[PATCH] D123525: [AMDGPU] On gfx908, reserve VGPR for AGPR copy based on register budget.
Mahesha S via Phabricator via llvm-commits
llvm-commits at lists.llvm.org
Sat Apr 16 23:02:16 PDT 2022
hsmhsm added inline comments.
================
Comment at: llvm/test/CodeGen/AMDGPU/spill-agpr.ll:72
-; Should spill agprs to memory for both gfx908 and gfx90a.
-; GCN-LABEL: {{^}}max_5regs_used_8a:
----------------
rampitec wrote:
> No reason to split this file. You can just add new function here.
Actually, I am bit confused here - I am having difficulty in understanding about fixing it.
Basically, with change in this patch (for gfx908), @max_5regs_used_8a() crashes (asserts) while compiling for gfx908, and hence no output will be generated for the file while compiling for gfx908.
To fix this crash, we need to increase num vgprs to 6 (from 5) only for gfx908, but, not for gfx90a, which means, we need to keep two versions of the same function - one for gfx90a (existing one - @max_5regs_used_8a), and another for gfx908 (new one - @max_6regs_used_8a).
But, the problem is - since the function @max_5regs_used_8a still exist in the file, the compilation for gfx908 still crashes, and hence lit still fails for gfx908.

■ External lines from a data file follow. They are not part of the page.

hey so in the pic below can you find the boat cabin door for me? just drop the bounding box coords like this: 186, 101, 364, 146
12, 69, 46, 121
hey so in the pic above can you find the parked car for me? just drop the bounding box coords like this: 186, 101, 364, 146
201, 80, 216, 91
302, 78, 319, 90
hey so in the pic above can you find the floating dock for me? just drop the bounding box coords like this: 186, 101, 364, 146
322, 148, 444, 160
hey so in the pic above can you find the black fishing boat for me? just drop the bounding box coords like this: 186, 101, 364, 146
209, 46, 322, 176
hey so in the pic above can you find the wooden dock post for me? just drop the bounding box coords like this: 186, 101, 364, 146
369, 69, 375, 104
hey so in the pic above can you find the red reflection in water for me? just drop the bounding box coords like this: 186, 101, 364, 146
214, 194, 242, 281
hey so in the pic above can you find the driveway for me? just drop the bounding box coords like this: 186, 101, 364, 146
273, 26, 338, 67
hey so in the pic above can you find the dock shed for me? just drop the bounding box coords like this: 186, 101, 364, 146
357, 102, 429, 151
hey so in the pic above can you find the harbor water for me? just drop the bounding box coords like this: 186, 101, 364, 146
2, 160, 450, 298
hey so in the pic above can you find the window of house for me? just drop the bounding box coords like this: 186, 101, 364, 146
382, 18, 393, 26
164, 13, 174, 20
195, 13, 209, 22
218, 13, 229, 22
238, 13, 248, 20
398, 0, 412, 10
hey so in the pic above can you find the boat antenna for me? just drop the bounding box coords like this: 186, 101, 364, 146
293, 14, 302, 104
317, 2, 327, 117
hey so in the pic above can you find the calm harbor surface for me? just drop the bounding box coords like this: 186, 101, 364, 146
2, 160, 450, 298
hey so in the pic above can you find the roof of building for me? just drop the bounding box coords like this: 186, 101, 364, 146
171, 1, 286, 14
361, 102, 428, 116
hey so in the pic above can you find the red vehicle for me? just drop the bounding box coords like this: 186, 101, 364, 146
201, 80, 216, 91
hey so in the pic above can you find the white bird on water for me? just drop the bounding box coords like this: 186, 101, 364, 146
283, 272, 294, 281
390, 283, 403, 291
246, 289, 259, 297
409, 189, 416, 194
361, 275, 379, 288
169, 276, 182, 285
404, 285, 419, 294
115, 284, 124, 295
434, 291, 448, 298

How to fix this without spilting the file?
================
Comment at: llvm/test/CodeGen/AMDGPU/spill-vgpr-to-agpr.ll:4
+; GFX908: register allocation failed: maximum depth for recoloring reached
; GFX900: couldn't allocate input reg for constraint 'a'
----------------
rampitec wrote:
> What exactly do we test here now? Plus this is an obvious regression.
I am confused here, not getting, what exactly is happening with this lit test.
First, forget this change, consider the original file, and focus on the compilation for gfx900. - the expectation here is that the functions @max_10_vgprs_used_9a and @max_10_vgprs_used_1a_partial_spill should fail to compile for gfx900 since there is agpr usage here, which we test in the below check line.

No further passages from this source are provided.